それなりに距離が離れたところでくるりと方向転換し見かけた姿を追いかけるように走り出す。目の前でスタスタと足早に歩く大好きな人の姿を見つけて、フェイスは走るスピードを上げた。
ぱたぱたぱたと軽快な足音が追いかけてくる音に足を止めたブラッドが振り返る。
「お兄ちゃん!」
大声を上げたフェイスはそのまま勢いよく兄の腰に飛び込みぎゅうと抱きついた。
「っと、フェイス」
「ん〜!」
ほんの数秒ぐりぐりと全身でブラッドの体にすりついてから力を抜き、自らの顔の前にあるブラッドの腹に手をあてて上目遣いで顔を覗き込む。
「お兄ちゃん、抱っこ」
こて、と首を傾げながら甘えた声を出したフェイスをブラッドは抱えあげた。
「皆とはぐれたのか?」
心配そうな声に尋ねられたフェイスは違うよと首を振って口を開く。
「フェイスにね、今からノヴァ博士とお話があるから、お兄ちゃんのとこに行きたいなら行ってくれば?って言われたの」
「………。そうか」
「…?うん、でね、お兄ちゃん、おれね、ひみつきちごっこしたいの、ダメ?」
「…、…そうだな、さすがにテントの用意はないが」
ほんの少し落とされた沈黙も気になって居たけれどそんなことよりも大好きなお兄ちゃんと遊びたくてフェイスは期待に満ちた目でブラッドを見つめている。はく、と言葉にできない何かを飲み込んで、ブラッドは優しくフェイスの頭を優しく撫でた。
「頑張ってみるとしよう」
がたがたとベッドやらタンスやら、オスカーの筋トレの道具さえも駆使して作り上げた骨組みに布団やシーツをバラして覆いを作り即席のテントを作り上げる。少しだけ部屋を見渡して思案し即座に作り上げられていく秘密基地をきらきとした目で見つめていたフェイスは出来たぞという言葉に部屋の隅から立ち上がって近づいた。
「お兄ちゃんすごい!」
シーツで出来た隙間に手を入れて布を捲れば中の空間にはスタンドライトにクッションやぬいぐるみ等の玩具が数個置いてあって、その完成度に声を上げ早々に中に入って入口を閉じる。

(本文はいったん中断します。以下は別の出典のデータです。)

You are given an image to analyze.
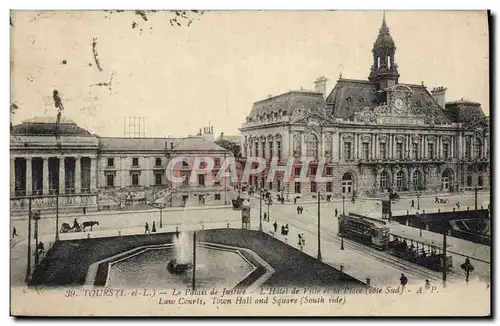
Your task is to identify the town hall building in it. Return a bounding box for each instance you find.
[240,16,490,200]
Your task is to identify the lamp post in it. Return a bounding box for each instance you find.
[32,212,40,266]
[24,197,31,283]
[160,204,163,228]
[460,257,474,283]
[192,232,196,290]
[259,188,262,232]
[474,186,477,211]
[318,192,321,261]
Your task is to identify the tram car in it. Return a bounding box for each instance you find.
[339,213,390,250]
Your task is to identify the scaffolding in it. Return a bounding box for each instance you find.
[123,117,146,138]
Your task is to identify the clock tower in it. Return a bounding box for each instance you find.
[368,11,399,90]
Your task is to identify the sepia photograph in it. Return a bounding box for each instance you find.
[9,9,493,317]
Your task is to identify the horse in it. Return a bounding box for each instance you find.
[82,221,99,231]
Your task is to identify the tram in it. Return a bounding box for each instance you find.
[339,213,390,250]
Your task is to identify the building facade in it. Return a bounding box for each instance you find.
[10,118,233,214]
[240,17,490,198]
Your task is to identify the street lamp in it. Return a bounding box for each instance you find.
[24,197,31,283]
[259,188,262,232]
[460,257,474,283]
[318,192,321,261]
[266,197,273,221]
[160,204,163,228]
[32,212,40,266]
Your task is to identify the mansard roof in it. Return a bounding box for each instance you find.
[248,89,325,120]
[326,79,453,124]
[11,117,92,136]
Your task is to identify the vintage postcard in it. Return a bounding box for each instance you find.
[9,10,492,317]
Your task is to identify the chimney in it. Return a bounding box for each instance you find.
[314,76,328,97]
[431,86,446,108]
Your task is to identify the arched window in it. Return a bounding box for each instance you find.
[293,135,302,156]
[412,170,422,190]
[380,171,389,189]
[396,170,404,191]
[306,134,318,158]
[342,173,353,194]
[474,138,483,158]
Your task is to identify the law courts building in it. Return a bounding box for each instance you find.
[240,17,490,198]
[10,117,233,214]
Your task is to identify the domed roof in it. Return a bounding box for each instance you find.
[373,14,395,51]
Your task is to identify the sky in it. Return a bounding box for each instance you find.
[11,11,489,137]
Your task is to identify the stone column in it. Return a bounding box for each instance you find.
[352,133,359,159]
[10,156,16,197]
[42,157,49,195]
[59,156,66,194]
[90,157,97,193]
[26,157,33,196]
[75,156,82,194]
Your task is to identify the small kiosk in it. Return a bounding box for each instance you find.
[241,200,250,230]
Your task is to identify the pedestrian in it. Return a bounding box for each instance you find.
[399,274,408,287]
[425,280,431,290]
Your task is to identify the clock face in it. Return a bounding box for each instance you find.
[394,98,403,110]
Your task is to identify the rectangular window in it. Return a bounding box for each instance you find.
[396,143,404,160]
[411,143,419,160]
[295,182,300,194]
[443,143,450,159]
[363,143,370,160]
[311,181,317,192]
[344,142,352,160]
[427,143,434,159]
[380,143,387,160]
[106,174,115,187]
[198,174,205,186]
[155,173,161,186]
[132,173,139,186]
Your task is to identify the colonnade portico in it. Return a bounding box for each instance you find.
[10,154,97,197]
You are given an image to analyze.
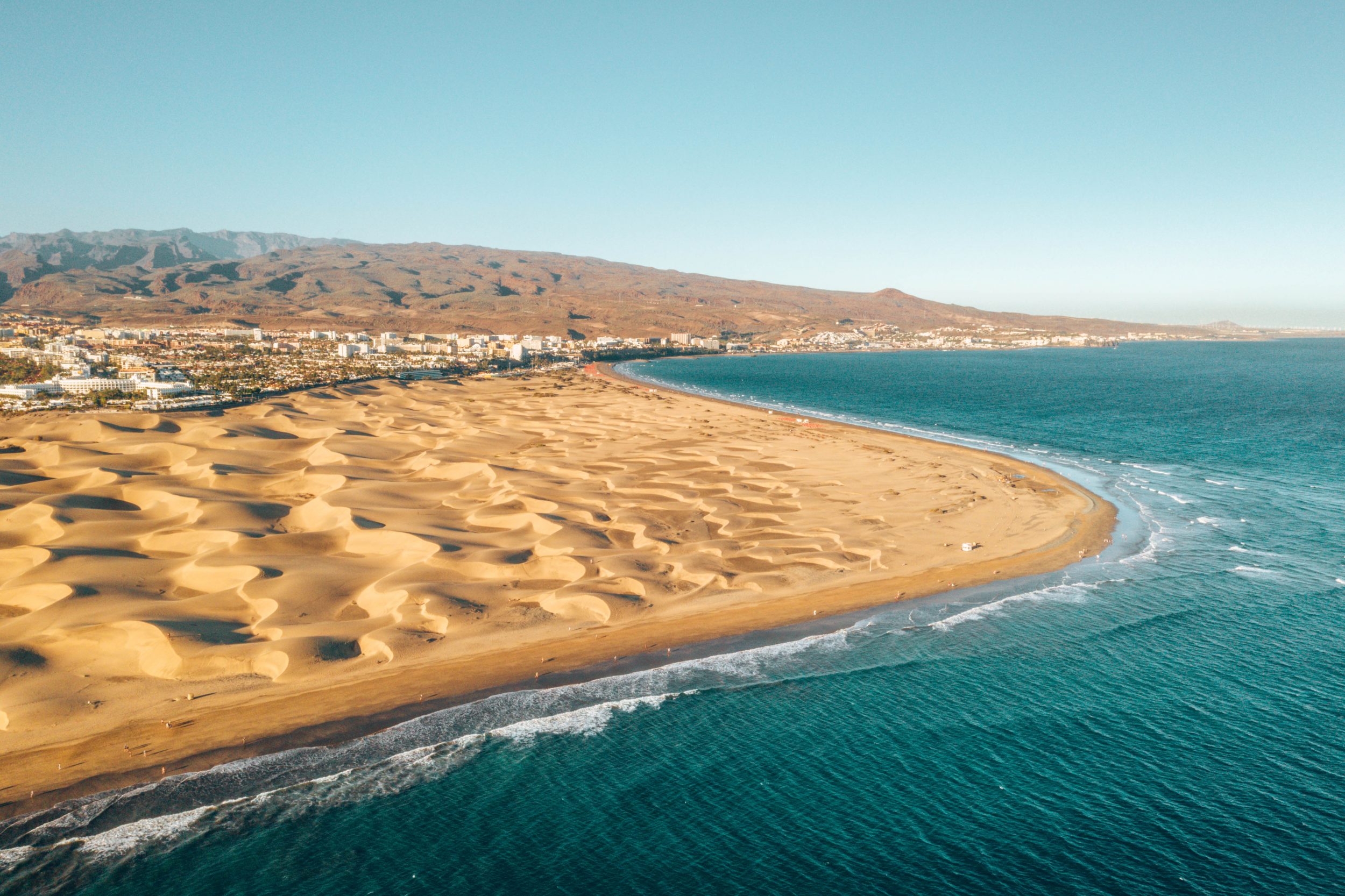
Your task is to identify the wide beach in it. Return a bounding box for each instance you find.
[0,373,1115,815]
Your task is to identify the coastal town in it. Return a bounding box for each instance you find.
[0,314,1192,413]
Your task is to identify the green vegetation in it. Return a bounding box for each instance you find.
[0,357,61,383]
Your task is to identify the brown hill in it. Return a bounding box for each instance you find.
[0,231,1189,336]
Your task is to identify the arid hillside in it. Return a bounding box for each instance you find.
[0,231,1200,336]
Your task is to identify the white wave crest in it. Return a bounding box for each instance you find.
[1121,460,1172,477]
[490,694,677,744]
[930,580,1119,631]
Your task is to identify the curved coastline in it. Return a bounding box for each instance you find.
[0,367,1116,818]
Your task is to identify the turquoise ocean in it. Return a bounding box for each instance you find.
[0,339,1345,896]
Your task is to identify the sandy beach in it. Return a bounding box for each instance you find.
[0,371,1115,815]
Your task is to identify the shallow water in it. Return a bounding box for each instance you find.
[0,340,1345,893]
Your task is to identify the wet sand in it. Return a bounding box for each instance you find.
[0,373,1115,815]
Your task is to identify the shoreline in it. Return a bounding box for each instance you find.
[0,365,1116,818]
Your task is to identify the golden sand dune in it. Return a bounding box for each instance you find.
[0,373,1110,810]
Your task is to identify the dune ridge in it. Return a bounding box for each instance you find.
[0,373,1111,814]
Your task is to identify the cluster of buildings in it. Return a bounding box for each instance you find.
[0,314,1200,410]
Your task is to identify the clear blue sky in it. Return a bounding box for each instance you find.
[0,0,1345,325]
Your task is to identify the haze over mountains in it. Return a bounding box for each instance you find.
[0,227,1189,336]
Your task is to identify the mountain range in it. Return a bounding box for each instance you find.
[0,227,1192,336]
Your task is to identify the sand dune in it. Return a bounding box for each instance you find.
[0,373,1110,810]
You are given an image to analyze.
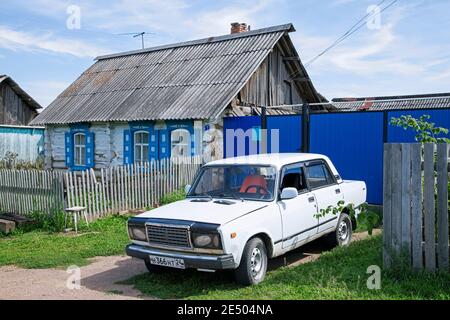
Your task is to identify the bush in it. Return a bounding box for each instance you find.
[22,211,64,233]
[0,151,44,170]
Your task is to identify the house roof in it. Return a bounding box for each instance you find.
[332,93,450,111]
[0,75,42,110]
[32,24,320,125]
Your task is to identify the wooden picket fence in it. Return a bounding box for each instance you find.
[383,144,449,271]
[0,170,64,215]
[64,157,202,220]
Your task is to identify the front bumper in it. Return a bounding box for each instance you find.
[126,244,236,270]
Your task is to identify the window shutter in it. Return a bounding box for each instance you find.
[64,132,73,168]
[159,130,170,159]
[123,130,133,164]
[148,130,158,161]
[86,132,95,168]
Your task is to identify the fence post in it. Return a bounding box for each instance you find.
[436,143,449,271]
[383,144,392,268]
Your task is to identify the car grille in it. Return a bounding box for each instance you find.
[147,224,192,248]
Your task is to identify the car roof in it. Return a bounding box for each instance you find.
[206,153,329,168]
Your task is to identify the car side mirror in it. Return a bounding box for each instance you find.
[281,188,298,200]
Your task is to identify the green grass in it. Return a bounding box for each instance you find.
[0,216,129,268]
[125,236,450,300]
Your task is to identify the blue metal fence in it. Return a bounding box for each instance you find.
[224,109,450,204]
[387,109,450,143]
[310,112,383,204]
[0,125,44,162]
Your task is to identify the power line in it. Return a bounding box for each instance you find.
[291,0,398,77]
[117,31,154,49]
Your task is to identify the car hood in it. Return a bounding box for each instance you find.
[137,199,268,225]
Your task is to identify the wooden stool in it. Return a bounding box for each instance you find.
[64,207,89,233]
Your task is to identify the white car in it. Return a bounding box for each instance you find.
[126,153,366,285]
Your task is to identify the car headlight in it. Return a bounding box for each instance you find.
[192,233,222,249]
[128,225,147,241]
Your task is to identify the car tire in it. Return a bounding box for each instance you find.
[326,213,353,247]
[234,238,268,286]
[144,259,167,273]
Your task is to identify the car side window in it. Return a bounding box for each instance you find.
[281,165,308,192]
[306,162,335,189]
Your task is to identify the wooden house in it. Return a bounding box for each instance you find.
[0,75,41,126]
[32,24,323,170]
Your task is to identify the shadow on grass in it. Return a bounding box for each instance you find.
[118,236,450,300]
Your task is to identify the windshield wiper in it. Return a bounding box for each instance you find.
[217,193,245,202]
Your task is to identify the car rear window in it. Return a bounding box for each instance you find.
[306,163,334,189]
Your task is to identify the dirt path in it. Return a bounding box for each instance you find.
[0,256,147,300]
[0,230,380,300]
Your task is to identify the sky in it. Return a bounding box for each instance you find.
[0,0,450,107]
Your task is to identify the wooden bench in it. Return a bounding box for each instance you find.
[64,207,89,233]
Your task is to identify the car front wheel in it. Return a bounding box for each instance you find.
[235,238,268,286]
[144,259,168,273]
[327,213,353,247]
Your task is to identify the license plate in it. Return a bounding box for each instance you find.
[149,256,186,269]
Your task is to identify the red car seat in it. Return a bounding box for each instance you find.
[239,175,267,194]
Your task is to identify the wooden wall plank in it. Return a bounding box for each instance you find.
[423,143,436,271]
[383,143,392,268]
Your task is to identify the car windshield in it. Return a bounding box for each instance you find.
[188,165,277,201]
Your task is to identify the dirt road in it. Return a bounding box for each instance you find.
[0,230,379,300]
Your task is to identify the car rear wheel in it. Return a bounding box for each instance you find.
[327,213,353,247]
[234,238,268,286]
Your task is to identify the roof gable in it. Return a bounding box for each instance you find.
[33,24,320,124]
[332,93,450,111]
[0,75,42,110]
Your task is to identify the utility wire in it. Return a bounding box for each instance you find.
[305,0,386,66]
[291,0,398,77]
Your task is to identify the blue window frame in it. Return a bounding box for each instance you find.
[65,125,95,170]
[123,122,158,164]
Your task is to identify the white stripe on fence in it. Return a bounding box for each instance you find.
[64,157,202,220]
[0,170,64,214]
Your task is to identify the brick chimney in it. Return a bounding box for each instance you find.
[231,22,250,34]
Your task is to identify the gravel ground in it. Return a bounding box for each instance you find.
[0,230,380,300]
[0,256,147,300]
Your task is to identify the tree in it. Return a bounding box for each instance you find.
[391,115,450,143]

しん、と一瞬だけ静かになる部屋で、ブラッドはかつかつと指先で床をノックする。
「合言葉はー?ブラッドー?」
「…ビームス。…合言葉は…フェイス?」
「ビームス!ひみつきちへようこそお兄ちゃん!」
昔決めたいくつかのある秘密基地へ入るための合図、そのうちの一つを交わせば即席のテントの中からフェイスが顔を出しブラッドを手招きする。さすがにブラッドの全身が入れるほどのスペースは無く、体がはみ出てしまってはいるが布と体に隔たれて中が暗くなる。かちりとライトを付ければテントの中でも互いの顔がはっきり認識できるような明るさになった。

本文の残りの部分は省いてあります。